Incidentally, years later Ruthless prepared another edited version of the song for Eternal E - Gangsta Memorial Edition that leaves most of the verses intact. It is much less funny to listen to.
"At the Hotel" is a perfect soul tune: strange, haunting and completely unique. I would probably be won over just by the atmospheric, lo-fi backing, but the lyric and vocal take it to a whole other level.
Eunice Collins struggles to turn a two-minute brother into a sixty-minute man as a male chorus sings "At the hotel/Getting more tail/Treating me like/I'm for sale". Her tone is patient and gentle, if a bit weary: "Would you mind if I demonstrated?/I don't want to be left here all frustrated/Sit down, baby, and light a cigarette/I want to have you at your very best".
The lyrics draw a picture that's bizarre, but so vivid: "don't handle me like a flat tire/I wasn't one that you got for hire". My only disappointment is that every time I hear the "I'm here out of love and affection" line, I halfway hope they're going to rhyme it with "erection". I'm sure it couldn't have hurt whatever chance the song had for Chicago airplay.
On the other side is an instrumental version that's the pretext for this post. It's pretty great in its own right.
Eunice Collins: "At the Hotel" (Instrumental) (Mod-Art, 1974)
To paraphrase the friend who introduced me to this record, the guy playing it seems to have a pretty good idea for his solo, but none of the chops to execute it. You hear him flail and flail.
Please note: In yesterday's post, I expressed some people-in-glass-houses-style reservations when criticizing someone's scratching, but here I have none. You see, in second grade I had to learn to play Yoko Ono's "Who Has Seen the Wind?" on recorder and I really rocked that shit.

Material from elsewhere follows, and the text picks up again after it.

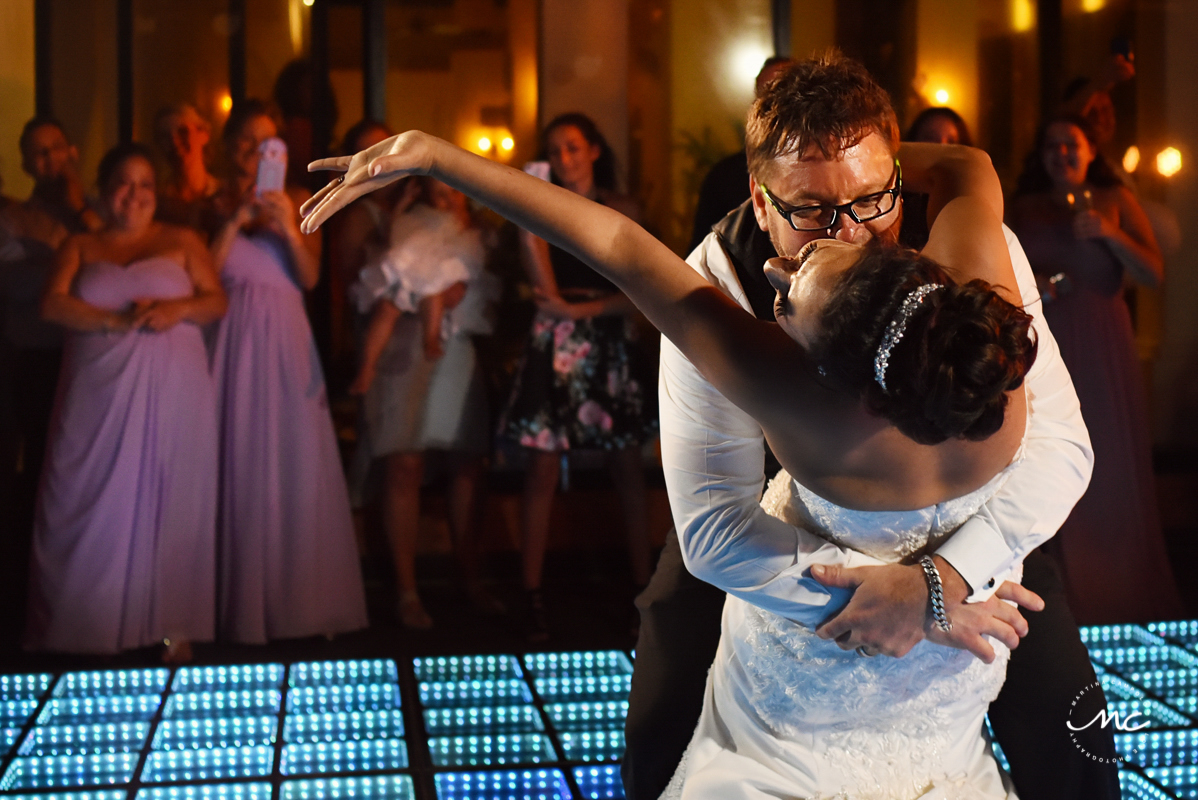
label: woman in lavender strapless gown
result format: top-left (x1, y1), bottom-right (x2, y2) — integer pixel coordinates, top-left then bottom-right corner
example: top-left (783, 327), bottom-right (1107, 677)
top-left (26, 145), bottom-right (225, 660)
top-left (212, 101), bottom-right (367, 643)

As a person with limited scratching ability, I'm not one to talk much about other people's scratching, but this record deserves special mention-- the club version of T-Ski Valley's "The U.S.A. Is the Best" contains what is perhaps the worst scratch solo in recorded music.
T-Ski Valley is best known for "Catch the Beat", his classic 1981 reworking of Taana Gardner's "Heartbeat". "Catch the Beat"'s arranger, Glen Adams, also produced "The U.S.A. Is the Best". Adams was a former keyboardist of Lee Perry's Upsetters who had relocated to the US and cut the minor disco classic "Just a Groove" (which, incidentally, was later versioned pretty well by T-Ski Valley).
The rhyming on the A-side of "The U.S.A. Is the Best" is a stiff and goofy rehash of some current events (the assassination attempt on John Paul II, the Beirut bombing, etc.) with a side of Reagan-era patriotism. The flip is billed as a "club version" but instead it's a dub-- all slinky bass, chorus chants and masterfully naive scratching.
The scratching appears intermittently throughout the club version but really starts to shine around the 6:30 mark, as someone slowly pushes a record back and forth without much regard for the beat and with none for the fader. Echo effects make it even trippier. The overall effect is not altogether bad, just weird and strangely engrossing.